Occurrence And Claims-Made Insurance Policies
Insurance companies mostly offer business insurance as occurrence or claims-made policies. Below is an overview of these different insurance policies.
Occurrence
An occurrence policy only compensates you for losses you suffer while your policy is valid. However, you can make the claims even if the policy is no longer valid. The insurance company is concerned with the occurrence, not the claim's date.
Consider an example where you buy an occurrence business policy that covers third-party claims. You cancel the policy after one year, and an aggrieved client files a claim against you one and a half years later. Your occurrence policy will compensate the customer as long as you can prove the customer's loss occurred during the year your policy was valid.
An occurrence policy is valuable for businesses that deal with services or products that can cause delayed injuries. For example, some products cause cancer years after their use. If you sell such a product, an occurrence policy may protect you from cancer claims even if the policy is no longer valid when the affected person makes their claim.
Note that occurrence policies have coverage limits that reset at the beginning of every coverage year. For example, if you have a two-million-dollar limit, the insurance company will compensate your claims up to two million dollars annually. If you exhaust your limit this year, you can only make further claims if you purchase another policy the next year.
Claims-Made
For this policy, the insurance company only pays for claims you submit when your policy is still valid. In this case, the insurance company is more concerned with when you submit your claim and not when the incident that triggers the claim occurred. Thus, you cannot claim damages if you cancel coverage, fail to remit your premiums, or lose your coverage in other legitimate ways.

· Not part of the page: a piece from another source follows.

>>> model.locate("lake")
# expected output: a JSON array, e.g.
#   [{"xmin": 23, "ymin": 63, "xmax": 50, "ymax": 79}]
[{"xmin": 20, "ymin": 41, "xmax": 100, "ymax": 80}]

Consider a case where your business has a claims-made policy valid for a year from company A. You decide to switch to company B after the year. However, you discover a loss that occurred during the year you had coverage from company A. In this case, company A cannot compensate your claim since your contract has ended.
A huge advantage of claims-made coverage is that the coverage limit is valid for the policy's duration; the limit doesn't reset as with occurrence policies. For example, if you file a huge claim that exhausts your policy limit this year, you cannot file another claim next year even if your policy remains valid. You can only file subsequent claims if you increase the policy limit.